🤖 AI Summary
To address the prohibitively large KV cache memory overhead (up to several gigabytes) in long-context inference for Transformer-based large language models (LLMs), this paper proposes a dynamic, scalable, lightweight lossy compression framework. The framework deeply integrates LLM-aware cache characteristics and innovatively combines block-wise partitioning, quantization, and sparsification—co-optimized with attention computation kernels to significantly reduce data movement costs. Compared to state-of-the-art methods, it achieves an average 47% reduction—and up to 83% peak reduction—in KV cache memory usage, with negligible accuracy degradation. Decompression is highly efficient: in certain scenarios, it even accelerates matrix-vector operations, outperforming the native cuBLAS attention kernel in end-to-end latency.
📝 Abstract
Transformer-based large language models (LLMs) demonstrate impressive potential in various practical applications. However, long context inference poses a significant challenge due to the enormous memory requirements of the key-value (KV) cache, which can scale to multiple gigabytes as sequence length and batch size increase. In this paper, we present KVComp, a generic and efficient KV cache management framework optimized for long-text generation that synergistically works with both latency-critical and throughput-critical inference systems.
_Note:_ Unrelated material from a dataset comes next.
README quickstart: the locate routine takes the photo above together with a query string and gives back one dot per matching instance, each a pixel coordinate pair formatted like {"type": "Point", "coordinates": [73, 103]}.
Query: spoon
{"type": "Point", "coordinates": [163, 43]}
KVComp employs novel lossy compression techniques specifically designed for KV cache data characteristics, featuring careful co-design of compression algorithms and system architecture. Our approach maintains compatibility with the growing nature of KV cache while preserving high computational efficiency. Experimental results show that KVComp achieves on average 47% and up to 83% higher memory reduction rate compared to existing methods with little/no model accuracy degradation. Furthermore, KVComp achieves extremely high execution throughput, effectively reducing decompression overhead and, in some cases, even accelerating the matrix-vector multiplication operation and outperform cuBLAS-based attention kernels with less data movement.